Friday, May 25, 2007
Easy Caesar Salad and Crutons
Recipe by Tyler Florence (www.foodnetwork.com)
2 cloves garlic, smashed with a pinch of kosher salt and a little olive oil
2 anchovy fillets (and a couple extra to munch on)
2 egg yolks
1 tbsp Dijon mustard
2 lemons, juiced
2 tbsp water
1/2 cup extra-virgin olive oil
1/4 cup freshly grated Parmesan, plus extra for garnish
Freshly ground black pepper
2 heads romaine lettuce
Make-Ahead Tip: You can refrigerate the dressing if you will not be using it right away.
Make the dressing: Smear the garlic paste over the inside of the salad bowl.
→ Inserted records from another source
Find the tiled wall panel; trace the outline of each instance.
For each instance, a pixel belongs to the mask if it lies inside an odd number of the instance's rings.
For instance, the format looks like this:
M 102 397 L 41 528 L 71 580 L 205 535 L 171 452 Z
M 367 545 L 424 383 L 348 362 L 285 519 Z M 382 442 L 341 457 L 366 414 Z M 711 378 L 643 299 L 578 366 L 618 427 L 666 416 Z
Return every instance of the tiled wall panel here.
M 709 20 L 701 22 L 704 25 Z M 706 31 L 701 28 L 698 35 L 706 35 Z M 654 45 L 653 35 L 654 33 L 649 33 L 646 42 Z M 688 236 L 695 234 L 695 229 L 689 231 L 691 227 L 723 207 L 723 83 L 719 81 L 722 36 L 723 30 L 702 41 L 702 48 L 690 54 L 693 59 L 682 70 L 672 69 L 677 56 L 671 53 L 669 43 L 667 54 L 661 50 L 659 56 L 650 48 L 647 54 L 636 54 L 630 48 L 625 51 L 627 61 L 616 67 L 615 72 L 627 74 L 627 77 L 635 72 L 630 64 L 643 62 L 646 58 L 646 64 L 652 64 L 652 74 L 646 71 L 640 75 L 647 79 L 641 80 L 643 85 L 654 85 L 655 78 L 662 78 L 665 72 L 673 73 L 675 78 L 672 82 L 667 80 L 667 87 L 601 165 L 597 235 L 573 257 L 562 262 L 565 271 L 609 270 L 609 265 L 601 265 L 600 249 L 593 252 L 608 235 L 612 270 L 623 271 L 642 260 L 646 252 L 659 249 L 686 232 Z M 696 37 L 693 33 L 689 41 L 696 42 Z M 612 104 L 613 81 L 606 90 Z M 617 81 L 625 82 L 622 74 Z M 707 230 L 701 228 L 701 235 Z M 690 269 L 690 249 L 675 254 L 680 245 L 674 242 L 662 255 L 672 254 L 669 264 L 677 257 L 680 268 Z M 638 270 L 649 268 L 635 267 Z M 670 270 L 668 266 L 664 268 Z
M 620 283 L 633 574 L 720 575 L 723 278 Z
Put the anchovies, egg yolks, mustard, lemon juice, and water into a blender and process for 30 seconds until the mixture is smooth. With the blender running, pour the olive oil in slowly for the dressing to emulsify. Stir in the Parmesan, a pinch of salt and a couple of grinds of black pepper; set aside.
Assemble the salad: Tear the lettuce into a large bowl. Add enough dressing to coat the salad to your liking. Add some extra Parmesan and toss the salad well. Serve immediately.